Israel was swift to denounce the French move.

”We strongly condemn President Macron’s decision,” Israeli Prime Minister Benjamin Netanyahu said on Thursday (local time).

”Such a move rewards terror and risks creating another Iranian proxy, just as Gaza became. A Palestinian state in these conditions would be a launch pad to annihilate Israel — not to live in peace beside it.”

US Secretary of State Marco Rubio said the US “strongly rejects [Macron’s] plan to recognise a Palestinian state at the UN general assembly.”

“This reckless decision only serves Hamas propaganda and sets back peace. It is a slap in the face to the victims of October 7th,” he wrote on X.

The Palestinian Authority, however, welcomed it. A letter announcing the move was presented to Palestinian President Mahmoud Abbas in Jerusalem, on Thursday.

”We express our thanks and appreciation” to Macron, Hussein Al Sheikh, the PLO’s vice president under Abbas, posted.

”This position reflects France’s commitment to international law and its support for the Palestinian people’s rights to self-determination.”

Macron offered support for Israel after the October 7, 2023, Hamas attacks and frequently speaks out against antisemitism. But he has grown increasingly frustrated about Israel’s war in Gaza, especially in recent months.

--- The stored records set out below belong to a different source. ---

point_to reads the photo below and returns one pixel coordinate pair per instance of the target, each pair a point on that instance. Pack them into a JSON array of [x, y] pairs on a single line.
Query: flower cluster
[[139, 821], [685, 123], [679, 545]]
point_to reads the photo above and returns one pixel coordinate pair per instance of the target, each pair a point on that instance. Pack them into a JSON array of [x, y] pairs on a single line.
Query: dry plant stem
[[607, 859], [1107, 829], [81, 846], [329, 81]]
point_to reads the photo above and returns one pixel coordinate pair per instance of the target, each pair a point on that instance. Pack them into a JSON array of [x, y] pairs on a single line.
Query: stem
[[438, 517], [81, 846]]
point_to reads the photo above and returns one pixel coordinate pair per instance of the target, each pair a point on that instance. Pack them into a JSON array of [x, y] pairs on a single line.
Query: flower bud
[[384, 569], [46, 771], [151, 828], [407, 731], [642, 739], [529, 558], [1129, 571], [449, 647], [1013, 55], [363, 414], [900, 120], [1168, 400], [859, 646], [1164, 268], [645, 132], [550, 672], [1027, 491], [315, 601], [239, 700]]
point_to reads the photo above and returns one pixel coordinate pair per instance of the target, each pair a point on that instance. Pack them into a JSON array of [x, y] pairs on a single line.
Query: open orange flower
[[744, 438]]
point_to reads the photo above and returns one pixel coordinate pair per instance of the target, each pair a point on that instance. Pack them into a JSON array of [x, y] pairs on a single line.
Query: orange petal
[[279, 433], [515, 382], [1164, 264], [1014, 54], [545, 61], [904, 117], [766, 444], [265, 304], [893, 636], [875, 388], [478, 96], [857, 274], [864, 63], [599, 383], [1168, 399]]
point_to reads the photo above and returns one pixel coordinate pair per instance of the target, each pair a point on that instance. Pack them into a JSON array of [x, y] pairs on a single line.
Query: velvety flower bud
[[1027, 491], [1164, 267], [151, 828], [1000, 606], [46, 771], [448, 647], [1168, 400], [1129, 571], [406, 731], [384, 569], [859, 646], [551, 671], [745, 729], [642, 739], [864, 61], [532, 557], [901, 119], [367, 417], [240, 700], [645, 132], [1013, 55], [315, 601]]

“Given its historic commitment to a just and sustainable peace in the Middle East, I have decided that France will recognise the state of Palestine,” Macron posted.

“Peace is possible.”

France has Europe’s largest Jewish population and the largest Muslim population in western Europe, and fighting in the Middle East often spills over into protests or other tensions at home.

France’s foreign minister will co-host a conference at the UN next week about a two-state solution.

Last month, Macron expressed his “determination to recognise the state of Palestine”. He has pushed for a broader movement toward a two-state solution, in parallel with recognition of Israel and its right to defend itself.

Thursday’s announcement came soon after the US cut short Gaza ceasefire talks in Qatar, saying Hamas wasn’t showing good faith.

Momentum has built against Israel in recent days.

Earlier this week, France and more than two dozen countries – including Australia – condemned Israel’s restrictions on aid shipments into the territory and the killings of hundreds of Palestinians trying to reach food.

Macron was to join the leaders of Britain and Germany for emergency talks Friday on Gaza, how to get food to the hungry and how to stop fighting.

“We are clear that statehood is the inalienable right of the Palestinian people. A ceasefire will put us on a path to the recognition of a Palestinian state and a two-state solution which guarantees peace and security for Palestinians and Israelis,” British Prime Minister Keir Starmer said in announcing the call.

“The suffering and starvation unfolding in Gaza is unspeakable and indefensible.”

The Palestinians seek an independent state in the occupied West Bank, annexed east Jerusalem and Gaza, territories Israel occupied in the 1967 Mideast war.

In the West Bank, Israel has built scores of settlements, some resembling sprawling suburbs, that are home to more than 500,000 Jewish settlers with Israeli citizenship.